May Introduce Stale Transfer Objects
Adopting the Updatable Transfer Objects Strategy allows the client to perform modifications on the local copy of the Transfer Object. Once the modifications are completed, the client can invoke the entity's
setData() method and pass the modified Transfer Object to the entity. The
entity receives the modifications and merges the new (modified) values with its
attributes. However, there may be a problem with stale Transfer Objects. The
entity updates its values, but it is unaware of other clients that may have
previously requested the same Transfer Object. These clients may be holding in
their local cache Transfer Object instances that no longer reflect the current
copy of the entity's data. Because the entity is not aware of these clients, it
is not possible to propagate the update to the stale Transfer Objects held by
May Increase Complexity due to Synchronization and Version Control
The entity merges modified values into its own stored values when it receives a mutable Transfer Object from a client. However, the entity must handle the situation where two or more clients simultaneously request conflicting updates to the entity's values. Allowing such updates may result in data conflicts. Version control is one way of avoiding such conflict.
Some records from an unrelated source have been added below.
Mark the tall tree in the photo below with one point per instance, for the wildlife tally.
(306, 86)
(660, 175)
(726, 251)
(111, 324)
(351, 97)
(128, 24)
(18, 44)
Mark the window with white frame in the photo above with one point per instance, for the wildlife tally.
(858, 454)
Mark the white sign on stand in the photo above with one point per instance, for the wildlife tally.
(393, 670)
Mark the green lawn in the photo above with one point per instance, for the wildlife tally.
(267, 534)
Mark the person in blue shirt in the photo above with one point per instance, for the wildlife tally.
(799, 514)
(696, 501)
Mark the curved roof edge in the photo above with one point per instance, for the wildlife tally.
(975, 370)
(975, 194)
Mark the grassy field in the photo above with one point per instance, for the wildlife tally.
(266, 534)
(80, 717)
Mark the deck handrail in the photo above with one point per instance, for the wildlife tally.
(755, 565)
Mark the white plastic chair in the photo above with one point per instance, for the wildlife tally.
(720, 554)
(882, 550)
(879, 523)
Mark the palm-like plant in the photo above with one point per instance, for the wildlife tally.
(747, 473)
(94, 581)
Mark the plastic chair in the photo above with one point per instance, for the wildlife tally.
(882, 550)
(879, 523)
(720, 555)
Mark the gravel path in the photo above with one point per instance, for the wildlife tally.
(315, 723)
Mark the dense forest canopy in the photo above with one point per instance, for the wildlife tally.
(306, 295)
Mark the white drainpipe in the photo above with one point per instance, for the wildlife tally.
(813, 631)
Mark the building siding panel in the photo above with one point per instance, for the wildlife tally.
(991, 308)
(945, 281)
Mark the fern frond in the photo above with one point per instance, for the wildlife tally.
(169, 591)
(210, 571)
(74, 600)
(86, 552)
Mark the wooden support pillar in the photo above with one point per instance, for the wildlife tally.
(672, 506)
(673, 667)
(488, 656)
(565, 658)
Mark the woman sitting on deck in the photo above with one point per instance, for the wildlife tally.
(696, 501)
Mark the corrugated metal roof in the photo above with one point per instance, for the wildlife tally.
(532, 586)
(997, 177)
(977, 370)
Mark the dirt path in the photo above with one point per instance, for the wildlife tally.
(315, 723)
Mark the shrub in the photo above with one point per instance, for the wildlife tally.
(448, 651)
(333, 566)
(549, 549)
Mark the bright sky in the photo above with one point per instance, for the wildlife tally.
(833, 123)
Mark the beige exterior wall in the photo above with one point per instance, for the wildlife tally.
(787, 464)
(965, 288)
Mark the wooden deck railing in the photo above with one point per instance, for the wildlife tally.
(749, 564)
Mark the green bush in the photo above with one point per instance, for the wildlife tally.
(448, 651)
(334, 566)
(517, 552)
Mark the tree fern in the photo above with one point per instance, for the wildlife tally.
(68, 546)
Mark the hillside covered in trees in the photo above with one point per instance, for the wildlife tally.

As one of its attributes, the entity can include a version number or a last-modified time stamp. The version number or time stamp is copied over from the entity bean into the Transfer Object. An update transaction can resolve conflicts using the time stamp or version number attribute. If a client holding a stale Transfer Object tries to update the entity, the entity can detect the stale version number or time stamp in the Transfer Object and inform the client of this error condition. The client then has to obtain the latest Transfer Object and retry the update. In extreme cases this can result in client starvation-the client might never accomplish its updates.
Concurrent Access and Transactions
When two or more clients concurrently access the BusinessObject, the container applies the transaction semantics of the EJB architecture. If, for an enterprise bean, the transaction isolation level is set to
TRANSACTION_SERIALIZED in the deployment descriptor, the container provides the maximum
protection to the transaction and ensures its integrity. For example, suppose
the workflow for the first transaction involves obtaining a Transfer Object,
then subsequently modifying the BusinessObject attributes in the process. The second
transaction, since it is isolated to serialized transactions, will obtain the
Transfer Object with the correct (most recently updated) values. However, for
transactions with lesser restrictions than serialized, protection is less
rigid, leading to inconsistencies in the Transfer Objects obtained by competing
accesses. In addition, problems related to synchronization, stale Transfer
Objects, and version control will have to be dealt with.